Sonraki üç gün evde pinekledim. Dışarı çıkmadım. Uyuz kardeşim bir yerlere götürmedi beni. Napayım, ben de tek başıma çıkıp gezecek özgüvene sahip biri değilim.

İstanbul'da bir hafta kalarak neler öğrendim:
* Ben insan sarrafı olmuşum. Doğru insanları seçiyorum hayatıma, seçmişim hayatıma. 
* Boyum kısa evet ama benden daha kısa insanlar da var, yanımdan geçip durdular pek sevindim.
* Her şeye sarkıp para harcama yaşımı geçmişim. 
* Bana kur yapan adamları kardeşim gibi görüyorum ne hikmetse. İyice evli barklı kadın olmuşum sessizce.

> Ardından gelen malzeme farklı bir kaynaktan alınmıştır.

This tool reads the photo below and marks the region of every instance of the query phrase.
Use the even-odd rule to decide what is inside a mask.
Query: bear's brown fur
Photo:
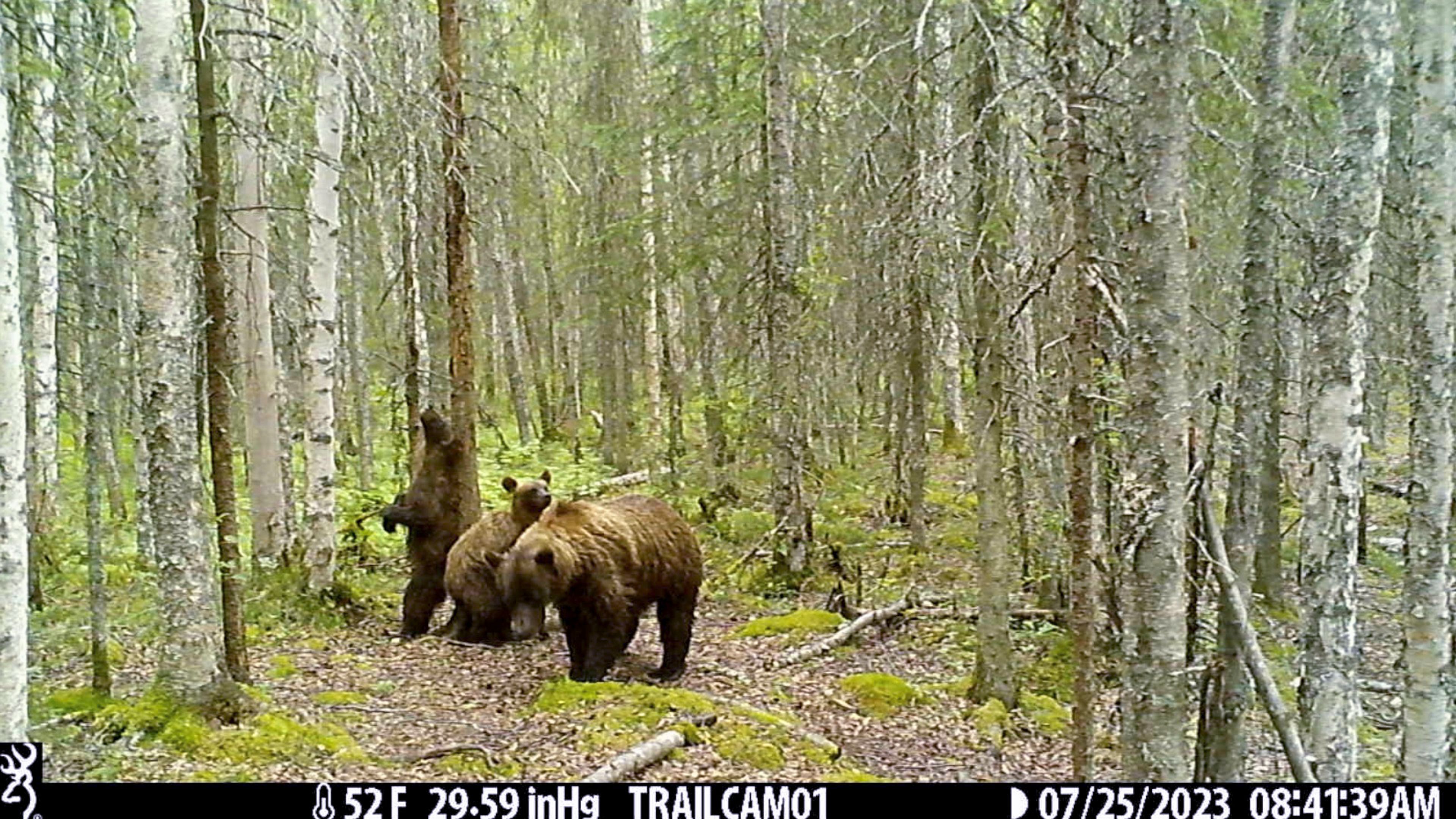
[[[652,676],[681,676],[702,580],[692,526],[646,495],[556,504],[521,533],[501,565],[511,630],[517,637],[537,632],[542,606],[556,603],[571,679],[579,682],[606,676],[652,603],[662,635],[662,665]]]
[[[463,643],[498,644],[511,638],[511,612],[501,599],[496,567],[521,532],[550,506],[549,469],[536,479],[505,478],[501,487],[511,495],[511,509],[480,517],[446,558],[446,590],[456,603],[450,637]]]
[[[414,453],[409,488],[384,507],[386,532],[405,526],[409,535],[409,586],[405,587],[400,637],[419,637],[446,599],[446,555],[464,530],[480,517],[480,488],[473,485],[469,447],[456,440],[434,410],[419,414],[424,434]]]

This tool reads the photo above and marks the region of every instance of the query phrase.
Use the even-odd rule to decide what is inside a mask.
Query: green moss
[[[293,657],[288,654],[275,654],[268,659],[269,679],[285,679],[296,673],[298,673],[298,666],[294,665]]]
[[[859,710],[871,717],[888,717],[922,700],[909,682],[888,673],[856,673],[839,681],[839,686],[852,694]]]
[[[779,616],[761,616],[734,630],[734,637],[770,637],[775,634],[811,634],[834,631],[844,618],[820,609],[799,609]]]
[[[61,714],[95,714],[111,704],[111,697],[98,694],[90,688],[68,688],[45,698],[45,705]]]
[[[893,783],[894,780],[887,780],[884,777],[877,777],[874,774],[866,774],[863,771],[856,771],[855,768],[844,768],[843,771],[830,771],[820,777],[821,783]]]
[[[1061,736],[1072,721],[1072,710],[1041,694],[1021,695],[1021,713],[1047,736]]]
[[[1006,729],[1010,726],[1010,713],[1006,704],[992,697],[983,705],[971,711],[971,724],[976,733],[993,746],[1000,748],[1006,742]]]
[[[201,753],[229,762],[271,764],[303,762],[347,751],[358,753],[358,743],[342,726],[307,724],[269,711],[246,727],[217,732]]]
[[[156,736],[179,705],[160,688],[151,688],[135,702],[115,701],[96,711],[96,726],[112,739],[143,734]]]
[[[358,691],[320,691],[310,697],[319,705],[358,705],[368,702],[368,694]]]
[[[192,711],[178,711],[157,733],[157,740],[179,753],[195,753],[207,745],[213,729]]]

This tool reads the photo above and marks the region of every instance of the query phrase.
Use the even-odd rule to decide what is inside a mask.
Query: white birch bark
[[[1310,265],[1310,474],[1300,523],[1305,603],[1299,705],[1315,775],[1356,777],[1356,548],[1364,443],[1366,290],[1390,146],[1393,0],[1348,0],[1341,42],[1341,136]]]
[[[0,83],[12,52],[0,47]],[[0,742],[29,730],[26,592],[29,525],[25,514],[25,369],[20,356],[20,254],[10,178],[10,101],[0,93]]]
[[[339,0],[319,0],[314,51],[317,98],[313,128],[319,153],[309,188],[309,277],[304,286],[307,341],[304,370],[303,500],[304,565],[309,587],[333,583],[333,487],[338,270],[339,270],[339,168],[344,150],[344,74],[341,73],[344,10]]]
[[[1411,335],[1411,516],[1405,535],[1406,781],[1446,778],[1450,700],[1452,0],[1420,0],[1415,36],[1415,322]]]
[[[262,0],[242,0],[248,12],[239,28],[266,31]],[[236,185],[232,223],[237,227],[234,293],[239,300],[239,344],[243,369],[243,420],[248,446],[253,563],[274,568],[293,541],[293,516],[282,488],[282,434],[278,424],[278,358],[272,337],[272,281],[268,270],[266,134],[261,71],[269,48],[264,36],[239,36],[234,55],[242,64],[229,77],[239,134],[233,140]]]
[[[135,9],[141,418],[163,630],[157,683],[181,702],[202,705],[226,672],[217,573],[202,525],[194,393],[199,328],[182,117],[191,50],[181,0],[141,0]]]
[[[31,307],[31,345],[35,369],[35,462],[31,477],[41,498],[36,513],[50,516],[50,497],[57,484],[57,356],[55,310],[60,302],[60,262],[55,232],[55,0],[35,4],[32,20],[36,35],[36,55],[42,66],[31,87],[31,109],[35,117],[33,191],[31,205],[35,238],[35,303]],[[48,523],[39,520],[41,528]]]

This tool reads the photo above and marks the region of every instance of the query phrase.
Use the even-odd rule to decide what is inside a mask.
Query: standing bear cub
[[[499,644],[511,638],[511,611],[501,597],[496,567],[521,532],[550,506],[549,469],[537,479],[505,478],[501,487],[511,495],[510,512],[480,517],[446,558],[446,590],[456,603],[448,635],[463,643]]]
[[[434,410],[419,414],[424,436],[414,456],[409,488],[384,507],[386,532],[405,526],[409,535],[409,586],[405,587],[400,637],[419,637],[446,599],[446,555],[456,539],[480,517],[480,488],[466,459],[464,440],[456,440]]]
[[[539,632],[543,606],[556,603],[571,679],[601,681],[652,603],[662,665],[651,676],[683,675],[703,555],[692,526],[671,506],[646,495],[559,503],[499,563],[517,638]]]

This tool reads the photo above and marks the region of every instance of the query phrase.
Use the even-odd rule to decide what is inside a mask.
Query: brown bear
[[[414,479],[381,513],[386,532],[395,526],[409,529],[405,538],[409,586],[400,637],[419,637],[430,630],[430,618],[446,599],[446,555],[480,517],[480,488],[472,485],[475,471],[466,463],[466,442],[456,440],[450,423],[434,410],[421,412],[419,424],[424,436],[414,456]]]
[[[606,676],[652,603],[662,665],[651,676],[681,676],[702,580],[703,555],[692,526],[646,495],[559,503],[501,558],[511,631],[518,638],[539,632],[545,603],[556,603],[571,679],[578,682]]]
[[[550,506],[549,469],[537,479],[505,478],[501,485],[511,495],[511,509],[480,517],[446,558],[446,590],[456,603],[450,637],[464,643],[499,644],[511,638],[511,612],[501,599],[496,567],[521,532]]]

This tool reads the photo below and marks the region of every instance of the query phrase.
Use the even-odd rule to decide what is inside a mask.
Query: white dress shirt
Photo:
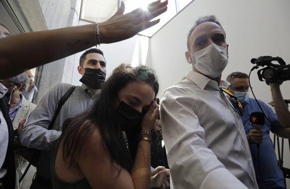
[[[164,92],[161,126],[173,188],[258,188],[241,117],[222,95],[217,82],[193,71]]]
[[[0,98],[4,96],[8,90],[3,85],[0,84]],[[2,111],[0,109],[0,179],[4,177],[6,171],[1,169],[6,156],[8,147],[8,127]]]

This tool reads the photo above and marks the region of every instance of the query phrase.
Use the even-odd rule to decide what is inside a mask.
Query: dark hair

* Kiliseye gittiğinde annene "Kilisedeyim, bahçede oturmuş İsa'yı seyrediyorum" deme, sakın demeeee.. Zaten dinsiz imansız olduğuna inanmış bir kadına yapılmaz bu, sonra bayılıyor falan ayıltamıyorsun da o kadar mesafeden. Bir de eve İncil'le dönünce, hatta Satanizm diye bir kitap da almışsan.. Pof hof 
* Her an her yerden ünlü çıkabiliyor, ünlülere rastlama yöntemine tesadüfen nail oldum. İstiklal'de yüzünüzü meydana verince sağdan sağdan gidin en sağdan. Orası hep ünlü kaynıyor. Ben sigara dumanım milleti rahatsız etmesin diye sağdan sağdan gidiyordum, Ayşe Kulin'e rastladım, Anta Toros'a rastladım. Sonra nerede gördüğümü hatırlayamadığım iri kıyım bir amcaya rastladım. Bir de Barbaros Şansal'a rastladım. Öyle hepsiyle ayak üstü lafladım, nasılsın dediler iyi misin dediler, gene gel nolur bunu saymayız dediler. Bir sürü.. Yalnız Anta Toros'un bakışlarına tesadüfen denk geldim, ağzımda sigara... Öğretmenime yakalanmış gibi oldum, nasıl bakıştır allam o.. Ters ters baktı uzaklaştı. Gelip saçımı çekse noluyor diyemem yani, o derece bir bakış.. 

Eveeeet.. Bundan sonrası İzmir'e uzanıyor. Onu da yarın mı anlatsam ki bilemedim şimdi.